(Book #79) I grew up with Rocky and Bullwinkle’s Boris and Natasha and elementary school bomb drills during the coldest part of the Cold War. I’ve taken a train from Vilnius, Lithuania into St. Petersburg and had the life scared out of me by a squat female border guard who asked me (rather than my husband) all the questions at the crossing and handed back my passport with the words “Good luck to you.” We visited Moscow and took their underground amazed at its depth and for at least 20 years a Moscow-born Russian, who vividly remembers Stalin’s funeral, did my nails. I just can’t read enough about Russia. I haven’t read nearly everything by Russian writers but I’ve read Anna Karenina, Crime and Punishment, The Master and Margarita, The Twelve Chairs, and I saw a great theatrical production of The Brothers Karamazov in Stratford, Ontario. I love the Arkady Renko series by Martin Cruz Smith that started with Gorky Park. The Madonnas of Leningrad by Debra Dean was great and one of my favorite books of all time is David Benioff’s City of Thieves. Anthony Marra’s first book Constellation of Vital Phenomena is my definition of genius, so I couldn’t wait to host The Tsar of Love and Techno.
My invitation: The Miss Siberia Beauty Pageant will still to take place as before announced even with bins of sulfur waste yet waiting to remove from the backstage and dressing room, for day of Tuesday, November 22, 2120 W Schiller Ulitza. If you are wishing to strive for crown, please to complete below form and return.
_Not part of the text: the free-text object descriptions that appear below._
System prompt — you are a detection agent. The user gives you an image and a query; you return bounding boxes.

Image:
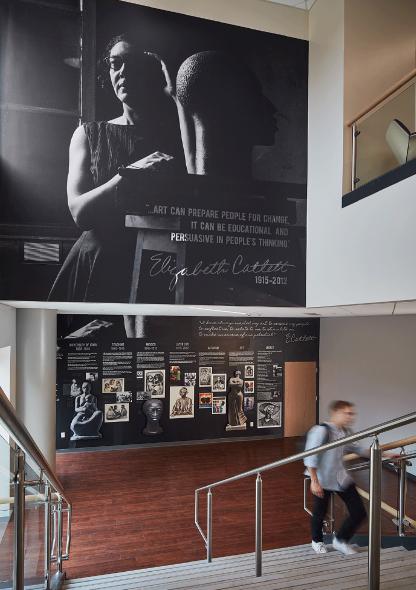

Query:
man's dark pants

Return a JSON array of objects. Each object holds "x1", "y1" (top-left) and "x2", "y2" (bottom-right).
[{"x1": 312, "y1": 484, "x2": 367, "y2": 543}]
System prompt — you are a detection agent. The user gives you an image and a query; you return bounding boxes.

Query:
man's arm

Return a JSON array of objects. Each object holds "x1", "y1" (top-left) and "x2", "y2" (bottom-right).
[
  {"x1": 308, "y1": 467, "x2": 324, "y2": 498},
  {"x1": 303, "y1": 425, "x2": 328, "y2": 498}
]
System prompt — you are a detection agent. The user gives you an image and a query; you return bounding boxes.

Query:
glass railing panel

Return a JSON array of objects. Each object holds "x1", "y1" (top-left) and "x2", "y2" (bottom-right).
[
  {"x1": 355, "y1": 82, "x2": 416, "y2": 188},
  {"x1": 0, "y1": 436, "x2": 16, "y2": 588},
  {"x1": 25, "y1": 458, "x2": 45, "y2": 588}
]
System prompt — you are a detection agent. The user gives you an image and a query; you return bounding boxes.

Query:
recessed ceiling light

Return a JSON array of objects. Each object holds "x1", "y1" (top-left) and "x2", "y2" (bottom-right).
[{"x1": 189, "y1": 305, "x2": 248, "y2": 315}]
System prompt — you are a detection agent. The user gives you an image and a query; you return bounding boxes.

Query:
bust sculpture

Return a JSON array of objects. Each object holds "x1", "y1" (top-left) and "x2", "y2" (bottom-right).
[
  {"x1": 225, "y1": 371, "x2": 247, "y2": 430},
  {"x1": 143, "y1": 398, "x2": 163, "y2": 436}
]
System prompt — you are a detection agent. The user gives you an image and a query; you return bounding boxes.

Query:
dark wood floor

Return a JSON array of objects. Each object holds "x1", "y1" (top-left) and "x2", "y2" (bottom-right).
[{"x1": 57, "y1": 439, "x2": 415, "y2": 577}]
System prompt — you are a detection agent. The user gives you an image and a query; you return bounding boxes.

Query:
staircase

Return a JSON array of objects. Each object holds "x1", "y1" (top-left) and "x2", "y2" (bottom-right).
[{"x1": 61, "y1": 545, "x2": 416, "y2": 590}]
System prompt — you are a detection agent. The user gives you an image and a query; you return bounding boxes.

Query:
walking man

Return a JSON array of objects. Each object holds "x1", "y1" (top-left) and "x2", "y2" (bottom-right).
[{"x1": 304, "y1": 400, "x2": 388, "y2": 555}]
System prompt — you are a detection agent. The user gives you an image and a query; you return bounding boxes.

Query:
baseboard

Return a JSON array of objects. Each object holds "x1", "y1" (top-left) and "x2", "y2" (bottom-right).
[{"x1": 56, "y1": 434, "x2": 282, "y2": 453}]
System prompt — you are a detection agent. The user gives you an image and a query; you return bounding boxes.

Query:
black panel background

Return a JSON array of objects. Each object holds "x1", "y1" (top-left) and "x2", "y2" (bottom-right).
[{"x1": 56, "y1": 315, "x2": 319, "y2": 449}]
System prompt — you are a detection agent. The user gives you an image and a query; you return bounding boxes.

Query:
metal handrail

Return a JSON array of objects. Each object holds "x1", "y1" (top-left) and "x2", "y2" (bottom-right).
[
  {"x1": 346, "y1": 68, "x2": 416, "y2": 191},
  {"x1": 195, "y1": 412, "x2": 416, "y2": 492},
  {"x1": 0, "y1": 387, "x2": 72, "y2": 590},
  {"x1": 195, "y1": 412, "x2": 416, "y2": 590},
  {"x1": 0, "y1": 387, "x2": 70, "y2": 504}
]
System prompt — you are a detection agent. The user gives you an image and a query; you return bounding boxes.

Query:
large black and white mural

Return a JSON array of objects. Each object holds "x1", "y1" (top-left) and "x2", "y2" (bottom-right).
[{"x1": 0, "y1": 0, "x2": 308, "y2": 306}]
Name: Date for Birth: Show for Talant:
When the girls arrived we poured Georgian wine, a nod to Stalin’s Georgian roots. For starters we had Russian black bread, pickled herring and beets. For dinner I made Kulebyaka, a kind of salmon pie, cabbage rolls, and the Olivier salad, but bought the pelmeni from Ann’s Ukrainian Bakery and Deli. For dessert I made a Russian Korolevsky cake (King’s Cake) a three-layer cake, one layer flavored with cocoa powder, one with poppy seeds and one with walnuts.
Sadly, there was very little discussion of the book, because our book club is comprised of liberals and the election results pulled the rug out from under us. If you haven’t read this book yet you must. If you don’t like the short story think of each of them as a chapter and you’ll see how they all weave together. As the Goodreads blurb says: “This stunning, exquisitely written collection introduces a cast of remarkable characters whose lives intersect in ways both life-affirming and heartbreaking.”
As an homage to Roman Markin, a retoucher in the Department of Party Propaganda and Agitation, who blots out and replaces the faces of the disfavored from photographs, I gave each of the girls a framed photo of our membership. The original photo is missing Mary and me — though I was able to place Mary in between Marcia and Linda for her photo. In each of the photos I gave the girls, the recipient’s face has been replaced by Stalin’s.

A favorite quote: “Endurance, I reminded myself, is the true measure of existence.”